On Body and Soul – Testrol és lélekröl (2017)

Directed by: Ildikó Enyedi | 116 minutes | drama | Actors: Géza Morcsányi, Alexandra Borbély, Zoltán Schneider, Ervin Nagy, Tamás Jordán, Zsuzsa Járó, Réka Tenki, Júlia Nyakó, Itala Békés, Éva Bata, Zsófi Bódi, Attila Fritz, Ábel Galambos, Barkaynab

During the day, Mária and Endre are colleagues in an abattoir. Endre is financial director, Mária is quality controller. When night falls, the two become a love couple. Then they go out to have a drink together, to stomp through the snow and to rub their noses together. And when they are hungry, they pick a fresh plant from the ground to nibble on.
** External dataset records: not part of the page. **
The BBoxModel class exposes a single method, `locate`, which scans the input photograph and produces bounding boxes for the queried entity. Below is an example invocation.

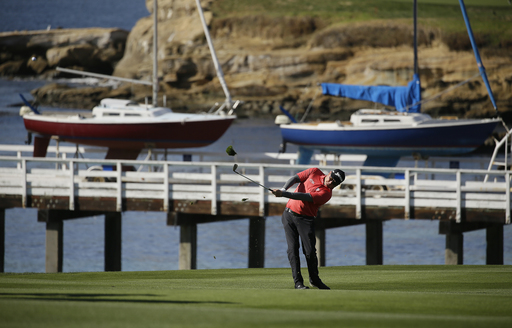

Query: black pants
[282,210,319,284]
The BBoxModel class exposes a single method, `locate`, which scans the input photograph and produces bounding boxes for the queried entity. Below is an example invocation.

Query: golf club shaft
[234,171,272,191]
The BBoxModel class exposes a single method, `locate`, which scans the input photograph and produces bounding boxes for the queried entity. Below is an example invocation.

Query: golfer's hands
[272,189,283,197]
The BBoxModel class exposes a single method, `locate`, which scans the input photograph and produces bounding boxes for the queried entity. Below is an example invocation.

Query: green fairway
[0,266,512,328]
Fresh plant? From the ground? If you want to understand that, you should know that Mária and Endre dream about each other every night, without them even knowing it. In the dream, they are two deer wandering through a snowy forest. During the day they hardly have any contact with each other, although there is attraction from the start. The lack of communication is due to Mária’s autistic traits, she resembles a dreamy sister of Saga Norén from The Bridge. When one day a company psychologist screens the employees of the abattoir, Mária and Endre discover their shared dream world.

This original story makes for one of the best movies of 2017. ‘On Body and Soul’ cannot be pinned down to one genre, because it contains everything. It is as much a romantic comedy as it is a gripping psychodrama. Sometimes it is a fairy tale, then again a nasty confrontation with the daily routine in an abattoir. But above all it is about that which binds us: love, humanity and desire.

‘On Body and Soul’ is a masterful aptitude. Acting, dialogue, humor and photography, it’s all of a high standard. Sometimes a single comment is enough for the writers to show proportions. Like when Endre’s daughter comes over and she apparently doesn’t know he’s quit smoking for four years. A scene where several characters enjoy the rising sun is sufficient to show our fundamental connection. The humor is well dosed and just not at the expense of the characters, like in a scene in a CD shop where Mária wants to discover music. Which takes a bit of time.

Despite the bizarre, the film never becomes vague, at most unpredictable. It is sometimes difficult for animal lovers, the images in the abattoir are not always fresh. Still, it’s great that you can still tell a love story so original, moving, sensual and compelling. Thick, strong recommendation.